By the end of the post, you’ll know how to create a RAG chatbot that uses your own knowledge base to answer questions, and links to the source documents.

All the code is available in this GitHub repo: https://github.com/emertechie/rag-ai-chatbot. The cal.dom developer documentation is used as an example knowledge base in this post and the code.

Who is this post for?

This post is aimed at JavaScript developers who want to explore how to build a RAG chatbot, but are not familiar with Python or Python-based libraries like LangChain. You may have heard of RAG terms like embeddings and vector databases, but are not sure how they fit together.

Setup

If you want to get the project running locally, follow the steps below:

1. Fork the rag-ai-chatbot repository on GitHub
2. Clone your forked repository locally
3. Create a PostgreSQL database and retrieve its connection string to set the DATABASE_URL environment variable in .env.local
4. Create a Redis instance and set its connection string in the REDIS_URL environment variable in .env.local
5. Sign up for an OpenAI platform account (different to a ChatGPT account), add some credit—you’ll likely need much less than $5, create an API key, and then set the OPENAI_API_KEY environment variable in .env.local.
6. Install dependencies using pnpm install
7. Start the development server using pnpm dev

These steps are based on the Chat SDK local setup guide, but with OpenAI used instead of Grok as the AI provider. I also didn’t configure a blob store, as I won’t be using file storage in this example.

RAG overview

Before describing the system components, it’s important to have a basic understanding of RAG systems. Feel free to skip this section if you’re already familiar.

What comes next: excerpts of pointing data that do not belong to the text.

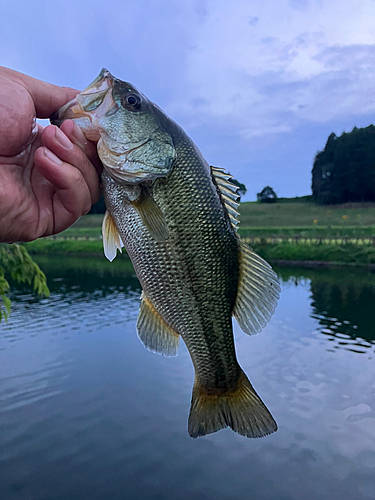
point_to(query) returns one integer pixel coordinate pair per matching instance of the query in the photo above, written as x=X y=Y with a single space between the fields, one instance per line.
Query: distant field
x=253 y=214
x=282 y=231
x=277 y=219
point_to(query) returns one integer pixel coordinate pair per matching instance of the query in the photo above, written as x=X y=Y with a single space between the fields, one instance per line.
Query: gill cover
x=132 y=144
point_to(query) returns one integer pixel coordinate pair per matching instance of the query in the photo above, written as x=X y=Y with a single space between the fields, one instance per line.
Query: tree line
x=344 y=171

RAG systems provide additional context to an LLM so it can accurately answer a user’s query. A RAG system is based around embeddings, also known as vectors. An embedding is a numerical representation of text or images that captures its semantic meaning. From the AI SDK documentation:

Embeddings are a way to represent words, phrases, or images as vectors in a high-dimensional space. In this space, similar words are close to each other, and the distance between words can be used to measure their similarity.

An ingestion process fetches source documents, breaks them up into smaller chunks, and creates an embedding (vector) for each. Embeddings are stored in a vector database along with the original chunk text, and details of the source document.

A vector database efficiently stores and indexes vectors (surprise) and provides a way to query the distance between vectors in the high-dimensional space, which is the key to finding closely related information.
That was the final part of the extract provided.